= Samuel Bourn =

English dissenting minister (1714–1796)

Samuel Bourn (1714–1796) was an English Dissenter minister.

Bourn was the third Samuel Bourn and a second son of Samuel Bourn the Younger, and his wife, Hannah Harrison, a widow, née Hannah Taylor of Kendal. His grandfather was Samuel Bourn the elder.

He was educated at Stand Grammar School, Lancashire, and the University of Glasgow. In 1742 he became dissenting minister of Rivington, Lancashire, where he enjoyed the friendship of Hugh Willoughby, 15th Baron Willoughby of Parham. In 1754 Bourn moved to Norwich to assist the Presbyterian minister John Taylor, who three years later left for Warrington Academy.

==Life==
He was born at Crook near Kendal, and educated at Stand Grammar School and the University of Glasgow where he studied under Francis Hutcheson and John Simson. In 1742 he settled in the ministry at Rivington, Lancashire, where he enjoyed the friendship of Hugh, 15th Lord Willoughby of Parham, who lived at Shaw Place, near Rivington, and was the representative of the last of the Presbyterian noble families. He was a fundamental scripturalist, a Bible Protestant, who relied solely on the witness of the New Testament in matter of doctrine and ethics.

Bourn was not ordained till some years after his settlement. He then made a lengthy declaration (printed by Joshua Toulmin) dealing with the duties of the ministry and allowing no doctrine or duty except those taught in the New Testament. Bourn lived partly at Leicester Mills, a wooded vale near Rivington, and partly at Bolton. In 1752 the publication of his first sermon under the title The Rise, Progress, Corruption and Declension of the Christian Religion, led to overtures from the Presbyterian congregation at Norwich, and in 1754, apparently after the death of the senior minister, Peter Finch, Bourn became the colleague of John Taylor. The Norwich Presbyterians had laid the first stone of a new meeting-house on 25 February 1754. When Bourn came to them they were worshipping in St Mary the Less, Norwich, an ancient edifice, then held by trustees for the Walloon or Huguenot Protestants. On 12 May 1756 was opened the new building, the Octagon Chapel, Norwich. Not long after Bourn lost £1,000, which he had risked in his brother Daniel Bourn's cotton mill venture. Among those brought up under his ministry was Sir James Edward Smith, founder of the Linnean Society.

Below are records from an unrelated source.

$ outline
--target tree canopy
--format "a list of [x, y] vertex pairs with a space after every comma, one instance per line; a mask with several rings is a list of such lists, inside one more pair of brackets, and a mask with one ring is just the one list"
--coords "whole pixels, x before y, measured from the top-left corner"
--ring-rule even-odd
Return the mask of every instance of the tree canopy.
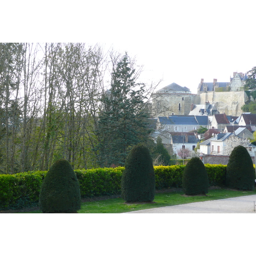
[[130, 147], [148, 138], [145, 85], [137, 78], [126, 53], [113, 67], [111, 88], [101, 99], [96, 147], [101, 166], [123, 166]]

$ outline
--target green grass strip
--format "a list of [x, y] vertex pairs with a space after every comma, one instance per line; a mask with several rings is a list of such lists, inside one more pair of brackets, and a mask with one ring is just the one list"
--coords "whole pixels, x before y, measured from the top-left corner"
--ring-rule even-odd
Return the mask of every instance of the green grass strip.
[[[125, 204], [122, 198], [85, 202], [81, 204], [81, 209], [78, 211], [78, 213], [121, 213], [144, 209], [224, 199], [255, 194], [256, 194], [256, 189], [253, 191], [238, 191], [225, 189], [213, 189], [209, 191], [207, 196], [185, 196], [183, 192], [158, 193], [156, 194], [154, 204]], [[41, 211], [38, 210], [23, 213], [41, 213]]]

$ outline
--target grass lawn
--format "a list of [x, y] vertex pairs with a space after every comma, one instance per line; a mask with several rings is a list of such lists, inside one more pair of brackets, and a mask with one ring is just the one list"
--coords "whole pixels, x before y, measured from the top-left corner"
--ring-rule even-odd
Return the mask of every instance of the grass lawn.
[[[209, 190], [207, 196], [184, 196], [184, 192], [183, 192], [158, 193], [155, 195], [154, 203], [125, 204], [122, 198], [85, 202], [81, 204], [81, 209], [78, 211], [78, 213], [120, 213], [189, 203], [250, 195], [256, 194], [255, 189], [253, 191], [238, 191], [223, 189]], [[41, 211], [38, 210], [23, 213], [41, 213]]]

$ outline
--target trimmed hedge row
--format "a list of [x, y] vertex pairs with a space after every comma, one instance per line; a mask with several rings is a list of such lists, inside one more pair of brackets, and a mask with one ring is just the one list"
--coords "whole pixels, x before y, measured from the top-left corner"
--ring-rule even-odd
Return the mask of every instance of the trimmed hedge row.
[[[156, 189], [181, 188], [185, 165], [154, 166]], [[209, 186], [225, 184], [227, 166], [205, 165]], [[120, 195], [124, 167], [75, 170], [82, 198]], [[47, 171], [0, 175], [0, 210], [38, 205], [42, 182]]]

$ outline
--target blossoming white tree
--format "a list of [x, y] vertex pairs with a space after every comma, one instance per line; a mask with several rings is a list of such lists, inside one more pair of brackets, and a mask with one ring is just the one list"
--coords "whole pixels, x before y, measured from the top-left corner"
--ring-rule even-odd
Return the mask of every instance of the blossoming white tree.
[[250, 142], [247, 139], [242, 139], [238, 136], [233, 135], [230, 137], [225, 141], [225, 145], [223, 149], [224, 153], [227, 155], [230, 154], [234, 148], [241, 145], [243, 146], [248, 150], [248, 147], [250, 144]]

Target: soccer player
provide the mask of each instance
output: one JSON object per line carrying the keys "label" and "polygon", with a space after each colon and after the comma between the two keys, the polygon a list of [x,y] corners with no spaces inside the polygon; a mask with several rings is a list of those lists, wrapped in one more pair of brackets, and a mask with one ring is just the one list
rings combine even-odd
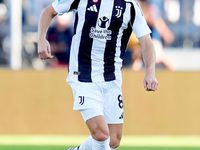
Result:
{"label": "soccer player", "polygon": [[46,40],[54,16],[74,11],[67,82],[91,133],[85,142],[69,150],[114,150],[119,147],[123,127],[122,60],[134,31],[142,47],[146,66],[144,88],[156,91],[155,50],[143,12],[136,0],[56,0],[40,17],[38,54],[51,59]]}

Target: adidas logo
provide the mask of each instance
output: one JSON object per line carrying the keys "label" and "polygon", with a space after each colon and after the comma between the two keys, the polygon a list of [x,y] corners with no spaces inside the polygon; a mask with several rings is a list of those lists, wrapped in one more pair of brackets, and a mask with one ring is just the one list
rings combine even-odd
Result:
{"label": "adidas logo", "polygon": [[87,10],[89,10],[89,11],[94,11],[94,12],[98,12],[97,11],[97,6],[94,4],[94,5],[92,5],[92,6],[90,6]]}

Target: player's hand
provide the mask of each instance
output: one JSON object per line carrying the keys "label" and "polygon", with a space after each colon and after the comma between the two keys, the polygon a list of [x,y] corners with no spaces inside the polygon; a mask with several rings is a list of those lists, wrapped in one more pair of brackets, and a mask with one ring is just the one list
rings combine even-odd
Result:
{"label": "player's hand", "polygon": [[38,40],[38,56],[40,59],[51,59],[51,47],[46,39]]}
{"label": "player's hand", "polygon": [[146,74],[144,78],[144,88],[146,91],[156,91],[158,89],[158,81],[155,74]]}

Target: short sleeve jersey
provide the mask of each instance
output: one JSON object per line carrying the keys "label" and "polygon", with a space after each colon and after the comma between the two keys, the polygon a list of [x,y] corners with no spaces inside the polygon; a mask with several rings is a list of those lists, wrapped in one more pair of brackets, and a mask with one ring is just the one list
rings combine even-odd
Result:
{"label": "short sleeve jersey", "polygon": [[67,82],[106,82],[121,78],[132,31],[151,33],[136,0],[56,0],[62,15],[76,13]]}

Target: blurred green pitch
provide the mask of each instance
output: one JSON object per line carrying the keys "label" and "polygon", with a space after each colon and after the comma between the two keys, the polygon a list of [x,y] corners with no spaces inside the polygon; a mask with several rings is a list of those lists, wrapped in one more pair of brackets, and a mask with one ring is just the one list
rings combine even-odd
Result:
{"label": "blurred green pitch", "polygon": [[[1,135],[1,150],[66,150],[86,135]],[[119,150],[199,150],[200,136],[124,136]]]}

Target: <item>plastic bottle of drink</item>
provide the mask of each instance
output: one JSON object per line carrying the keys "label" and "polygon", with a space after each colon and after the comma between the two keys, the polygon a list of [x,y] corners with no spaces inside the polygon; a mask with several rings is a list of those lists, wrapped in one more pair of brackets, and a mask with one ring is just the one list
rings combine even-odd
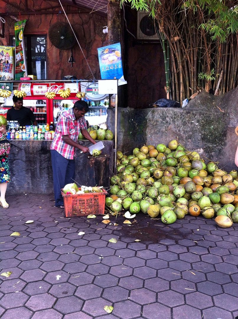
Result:
{"label": "plastic bottle of drink", "polygon": [[30,139],[30,128],[29,128],[29,126],[26,128],[26,139]]}
{"label": "plastic bottle of drink", "polygon": [[15,138],[16,139],[19,139],[19,131],[18,128],[17,128],[15,132]]}
{"label": "plastic bottle of drink", "polygon": [[14,121],[14,128],[16,130],[17,129],[19,130],[19,123],[17,121]]}
{"label": "plastic bottle of drink", "polygon": [[30,128],[30,139],[34,139],[34,129],[33,125],[31,125]]}
{"label": "plastic bottle of drink", "polygon": [[53,122],[50,122],[50,124],[49,126],[49,130],[50,131],[55,131],[56,129],[55,127],[55,125],[54,125],[54,123]]}
{"label": "plastic bottle of drink", "polygon": [[22,127],[20,127],[19,130],[19,139],[22,139]]}
{"label": "plastic bottle of drink", "polygon": [[41,128],[39,127],[38,129],[37,138],[38,139],[41,139]]}
{"label": "plastic bottle of drink", "polygon": [[45,125],[43,125],[42,126],[42,129],[41,130],[41,138],[42,139],[44,139],[45,138],[45,133],[46,131],[45,130]]}
{"label": "plastic bottle of drink", "polygon": [[35,128],[34,129],[34,139],[37,139],[38,138],[38,128],[37,125],[35,125]]}
{"label": "plastic bottle of drink", "polygon": [[23,126],[23,129],[22,130],[22,139],[26,139],[26,126]]}

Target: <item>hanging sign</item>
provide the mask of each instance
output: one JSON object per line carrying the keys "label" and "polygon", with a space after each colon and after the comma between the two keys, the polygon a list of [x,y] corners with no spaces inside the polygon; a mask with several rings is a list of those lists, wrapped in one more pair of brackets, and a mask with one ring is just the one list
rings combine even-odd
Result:
{"label": "hanging sign", "polygon": [[14,77],[13,47],[0,45],[0,80],[13,80]]}
{"label": "hanging sign", "polygon": [[15,80],[19,80],[20,78],[25,77],[27,75],[23,36],[23,30],[26,22],[26,20],[25,20],[15,23]]}
{"label": "hanging sign", "polygon": [[118,79],[118,85],[126,84],[123,76],[121,44],[116,43],[98,49],[102,80]]}

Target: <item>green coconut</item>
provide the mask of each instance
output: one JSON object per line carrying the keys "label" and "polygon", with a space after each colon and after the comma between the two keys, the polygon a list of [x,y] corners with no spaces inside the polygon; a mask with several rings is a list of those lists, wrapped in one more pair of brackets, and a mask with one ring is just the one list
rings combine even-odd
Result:
{"label": "green coconut", "polygon": [[105,133],[105,139],[107,141],[112,141],[113,139],[113,133],[110,130],[106,131]]}
{"label": "green coconut", "polygon": [[160,207],[158,205],[150,205],[147,209],[147,213],[151,218],[156,218],[160,213]]}
{"label": "green coconut", "polygon": [[130,210],[131,214],[137,214],[140,211],[140,204],[136,202],[134,202],[130,205]]}
{"label": "green coconut", "polygon": [[101,155],[102,152],[100,150],[95,149],[93,151],[92,155],[93,156],[99,156]]}
{"label": "green coconut", "polygon": [[113,195],[116,195],[121,189],[119,186],[115,184],[110,188],[110,194]]}
{"label": "green coconut", "polygon": [[[2,115],[1,115],[1,116]],[[85,138],[85,137],[82,134],[81,132],[79,132],[79,134],[78,134],[78,139],[83,139],[84,138]]]}
{"label": "green coconut", "polygon": [[178,185],[174,188],[173,192],[177,198],[183,197],[186,193],[185,189],[182,185]]}
{"label": "green coconut", "polygon": [[111,197],[107,197],[105,199],[105,203],[108,206],[110,206],[113,202],[113,200]]}
{"label": "green coconut", "polygon": [[95,130],[92,130],[91,131],[90,131],[89,132],[89,135],[94,140],[96,139],[97,137],[97,131]]}
{"label": "green coconut", "polygon": [[141,200],[142,198],[142,194],[138,190],[134,190],[131,194],[131,198],[133,201]]}
{"label": "green coconut", "polygon": [[129,209],[133,203],[133,201],[130,197],[127,197],[122,201],[122,205],[124,209]]}
{"label": "green coconut", "polygon": [[143,199],[140,202],[140,210],[144,214],[146,214],[147,212],[147,209],[151,204],[148,201]]}
{"label": "green coconut", "polygon": [[173,224],[176,221],[177,217],[172,209],[168,209],[161,217],[161,221],[164,224]]}

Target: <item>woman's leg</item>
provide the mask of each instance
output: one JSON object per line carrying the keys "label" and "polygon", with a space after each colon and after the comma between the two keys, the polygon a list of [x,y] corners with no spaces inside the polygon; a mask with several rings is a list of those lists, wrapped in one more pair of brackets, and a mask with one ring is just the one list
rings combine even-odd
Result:
{"label": "woman's leg", "polygon": [[5,199],[5,194],[7,190],[8,183],[0,183],[0,202],[1,206],[4,208],[7,208],[8,207],[8,204],[6,201]]}

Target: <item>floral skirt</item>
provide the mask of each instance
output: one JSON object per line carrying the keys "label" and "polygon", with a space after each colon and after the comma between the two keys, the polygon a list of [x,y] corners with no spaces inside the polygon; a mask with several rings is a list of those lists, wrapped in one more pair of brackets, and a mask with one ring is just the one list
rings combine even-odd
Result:
{"label": "floral skirt", "polygon": [[8,183],[10,181],[8,159],[0,157],[0,183]]}

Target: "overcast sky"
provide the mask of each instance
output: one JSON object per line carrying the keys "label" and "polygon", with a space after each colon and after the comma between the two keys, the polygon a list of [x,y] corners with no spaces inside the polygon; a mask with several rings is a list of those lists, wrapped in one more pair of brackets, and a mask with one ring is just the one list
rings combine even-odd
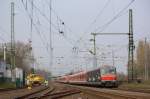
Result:
{"label": "overcast sky", "polygon": [[[31,0],[0,0],[0,41],[10,41],[11,1],[15,2],[15,39],[27,43],[31,38]],[[93,50],[91,32],[127,33],[129,9],[133,9],[135,46],[140,39],[150,39],[150,0],[52,0],[54,50],[53,66],[50,67],[49,49],[46,48],[49,45],[49,0],[33,1],[32,46],[38,62],[35,66],[53,74],[92,69],[92,55],[87,52]],[[120,11],[111,24],[103,27]],[[126,73],[127,44],[127,36],[97,36],[98,66],[112,65],[113,50],[117,71]]]}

When in 1757 Taylor left Norwich to fill the divinity chair at Warrington Academy, Bourn obtained as colleagues first John Hoyle, and afterwards Robert Alderson, subsequently a lawyer, and father of Edward Hall Alderson. When Bourn became incapable of work, Alderson had to discharge the whole duty, and was accordingly ordained on 13 September 1775.

==Sermons and debates==
During 1758, Bourn went from place to place searching for subscriptions to his two books of sermons. He entrusted his manuscripts to Samuel Chandler of Old Jewry. In 1758 Bourn travelled around to obtain subscriptions for two volumes of sermons. He placed the manuscript in the hands of Chandler. In one of these sermons Bourn had espoused the doctrine of the annihilation of the wicked, but in London in 1759 he heard Chandler characterise in a sermon the annihilation doctrine as "utterly inconsistent with the Christian scheme". Deeming this a personal attack, he tried to draw Chandler into a controversy by a published letter. Like his father, Bourn rested in the Christology of Samuel Clarke. He was no optimist; he devoted a powerful discourse to the theme that no great improvement in the moral state of mankind is practicable by any means whatsoever (vol. i. 1760, No. 14).

Unfortunately for Bourn he had found in Chandler an implacable deist who denounced Bourn's conviction in 'annihilation of the wicked' which was Chandler's interpretation of the Doctrine of Original Sin. Bourn took this attack personally. In 1759 he published a self-justificatory letter rejecting Chandler's abusive charge. John Mason joined the debate conducted by published sermons in a two volume work called Christian Morals. He also engaged in debate with John Mason (1706–1763) over the resurrection of the flesh. Bourn's opposite view is defended in an appendix to his sermons on the Parables.

Bourn published in 1764 a rejoinder encapsulated Presbyterian doctrine appended to an earlier work known as Discourses on the Parables of our Saviour. During his career Bourn moved to a more Arian christology in the philosophical mould of Samuel Clarke, rejecting the trinity doctrine and justification by faith, rationalising Christ's deification as the Son of Man. A traditionally heretical position, he was pessimistic about Man's essentially fallen nature. His sermons were often characterized as solemn, and morose, sombre. In 1760 he published A series of discourses on the principles and evidence of natural religion and the Christian revelation.

Bourn was a favourite with the local Anglican clergy; but he retired to Thorpe on a very modest income of £60. Samuel Parr, headmaster of Norwich grammar school took him to Cambridge, and spoke of him as a masterly writer, a profound thinker, and an intimate friend. When his health failed, and he was retiring on a property of £60 a year, Isaac Mann, Bishop of Cork, who was visiting Norwich offered him a sinecure preferment of £300 a year if he chose to conform; Bourn declined. He was unable to finish his monumental History of the Hebrews. His last collection of sermons published in 1777 were comprising Fifty Sermons on Various Subjects, Critical, Philosophical and Moral.

Bourn died at Norwich on 24 September 1796, and was buried on 27 September in the graveyard of the Octagon Chapel. Late in life he married, but left no family.